December 20, 2020
by Steve Stofka
As bitcoin surged past $20,000 in value this past week, I wondered what the world would look like if bitcoin were the dominant medium of exchange on our planet. A little more than a decade ago the algorithm behind bitcoin was invented. From its inception, the supply of bitcoin was limited. Although it may function as a medium of exchange, its fixed quantity makes it ideal for buying – not being – currency.
When a currency is limited, the value of that currency increases, a matter of supply and demand. The goods and services that the currency buys fall in value, a process called deflation. It is the opposite of inflation or rising prices.
Limited currencies encourage saving, not spending. Bitcoin savers are called “hodlers” after a typo for advice to “hold” the currency on a message board in 2013 (Frankenfeld, 2020). In a deflationary environment, that is the best strategy because the currency will buy more next year. It pays to delay consumption. Businesses put off buying equipment that will make them more productive.

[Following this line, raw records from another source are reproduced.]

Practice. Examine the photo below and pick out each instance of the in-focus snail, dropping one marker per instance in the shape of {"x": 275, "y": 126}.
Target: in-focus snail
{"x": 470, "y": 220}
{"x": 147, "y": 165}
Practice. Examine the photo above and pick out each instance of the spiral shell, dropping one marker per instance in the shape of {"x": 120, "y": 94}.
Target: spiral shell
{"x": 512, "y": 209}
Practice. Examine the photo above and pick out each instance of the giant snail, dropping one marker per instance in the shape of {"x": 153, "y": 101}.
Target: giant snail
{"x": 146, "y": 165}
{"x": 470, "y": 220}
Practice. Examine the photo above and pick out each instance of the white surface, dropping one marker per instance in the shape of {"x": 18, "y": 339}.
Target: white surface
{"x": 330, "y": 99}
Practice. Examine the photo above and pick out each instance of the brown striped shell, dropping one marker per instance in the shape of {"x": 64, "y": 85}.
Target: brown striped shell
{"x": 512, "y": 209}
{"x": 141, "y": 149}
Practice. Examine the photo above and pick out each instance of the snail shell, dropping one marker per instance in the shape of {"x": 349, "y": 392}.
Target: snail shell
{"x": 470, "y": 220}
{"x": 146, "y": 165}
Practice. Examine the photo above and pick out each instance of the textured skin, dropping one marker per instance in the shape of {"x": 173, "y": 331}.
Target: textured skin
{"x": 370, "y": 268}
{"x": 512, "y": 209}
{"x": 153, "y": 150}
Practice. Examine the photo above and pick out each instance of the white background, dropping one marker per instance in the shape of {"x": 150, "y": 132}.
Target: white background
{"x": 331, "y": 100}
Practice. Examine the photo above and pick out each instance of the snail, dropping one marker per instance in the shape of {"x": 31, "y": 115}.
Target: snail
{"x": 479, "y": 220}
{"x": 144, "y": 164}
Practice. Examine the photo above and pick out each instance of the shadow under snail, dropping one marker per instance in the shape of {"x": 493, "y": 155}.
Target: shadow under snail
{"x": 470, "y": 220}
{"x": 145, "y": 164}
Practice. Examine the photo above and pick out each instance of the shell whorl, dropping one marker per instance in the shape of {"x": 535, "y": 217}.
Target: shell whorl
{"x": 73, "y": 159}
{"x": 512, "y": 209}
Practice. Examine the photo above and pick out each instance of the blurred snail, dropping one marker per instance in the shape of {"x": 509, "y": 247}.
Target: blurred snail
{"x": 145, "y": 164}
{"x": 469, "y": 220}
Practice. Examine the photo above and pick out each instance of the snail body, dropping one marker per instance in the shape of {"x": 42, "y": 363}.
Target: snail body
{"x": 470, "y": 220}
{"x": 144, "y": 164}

People who own equipment are motivated to sell it before it loses even more value. These two impulses cause a deflationary spiral. At the bottom of that spiral, everything sells for dirt cheap.

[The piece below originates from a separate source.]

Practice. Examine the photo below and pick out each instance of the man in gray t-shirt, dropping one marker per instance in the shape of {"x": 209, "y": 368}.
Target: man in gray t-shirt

A version of this happened during the Great Depression eighty years ago. In the years after the 1929 stock market crash, the central bank was, believe it or not, worried about inflation and limited the supply of money (Friedman, 1968). The central bank turned a sharp correction into a severe depression. Knowing that perverse history, former Fed chief, Ben Bernanke, assured Congress that the central bank would not make the same mistake in response to the 2008 financial crisis.

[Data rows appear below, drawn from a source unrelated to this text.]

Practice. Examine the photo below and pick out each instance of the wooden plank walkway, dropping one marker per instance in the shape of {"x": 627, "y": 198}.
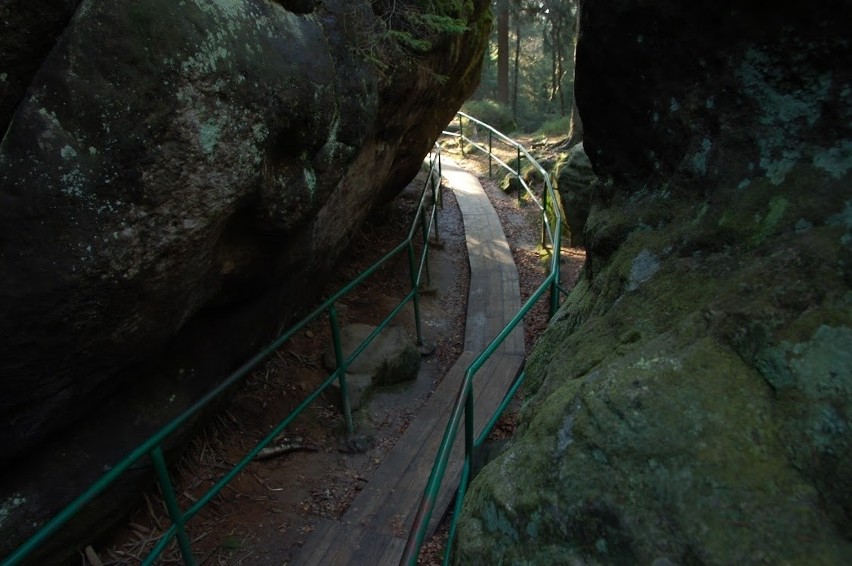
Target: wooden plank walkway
{"x": 374, "y": 528}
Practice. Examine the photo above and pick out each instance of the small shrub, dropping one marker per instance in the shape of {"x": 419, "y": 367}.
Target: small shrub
{"x": 556, "y": 127}
{"x": 492, "y": 113}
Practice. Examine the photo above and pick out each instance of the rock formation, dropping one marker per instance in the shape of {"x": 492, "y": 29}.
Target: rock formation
{"x": 176, "y": 179}
{"x": 691, "y": 402}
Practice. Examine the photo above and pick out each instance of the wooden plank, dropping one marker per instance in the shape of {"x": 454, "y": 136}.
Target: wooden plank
{"x": 338, "y": 544}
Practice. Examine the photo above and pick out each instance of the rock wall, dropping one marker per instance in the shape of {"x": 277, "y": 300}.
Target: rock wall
{"x": 691, "y": 402}
{"x": 176, "y": 180}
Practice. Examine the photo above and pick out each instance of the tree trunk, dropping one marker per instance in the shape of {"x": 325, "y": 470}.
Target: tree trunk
{"x": 575, "y": 130}
{"x": 553, "y": 76}
{"x": 517, "y": 66}
{"x": 560, "y": 74}
{"x": 503, "y": 53}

Let’s imagine a world where bitcoin is the medium of exchange. Because your car is eight years old, you anticipate more repairs. Is now the time to buy? The local dealership is offering a reliable car for 1 bitcoin, but you remember that just a few years ago, that same car sold for 1.5 bitcoin. If you wait until next year, you can probably get it for maybe ¾ bitcoin. You decide to drive your old car for another year.
A lot of people make that same decision and hold off buying new cars. Auto repair shops see an increase in business because people are repairing their cars instead of buying new. Car dealers, anxious to move cars off their lot because they owe the bank for those cars, lower prices even more. This induces some people to buy new cars, but it convinces even more people that their prediction was true; it is better to wait.
Car dealers start slowing their purchases from the factories, cause some factories to close. Those workers lose their jobs; why don’t all those workers just become car mechanics? First, car factories employ a concentrated workforce; auto repair shops are dispersed across a wide area. Second, building new cars and repairing old cars take two different sets of skills. Some workers will make the transition, but many won’t.
Because there are fewer cars being made, the price for new cars doesn’t fall as fast. People who had expected the price for a particular model car to fall to ½ bitcoin are disappointed. Some decide to buy now because car repair rates have gone up faster than new car prices are going down. But some people look around at the people losing their jobs and decide to play it safe. The buying power of the bitcoin currency holds steady for a while.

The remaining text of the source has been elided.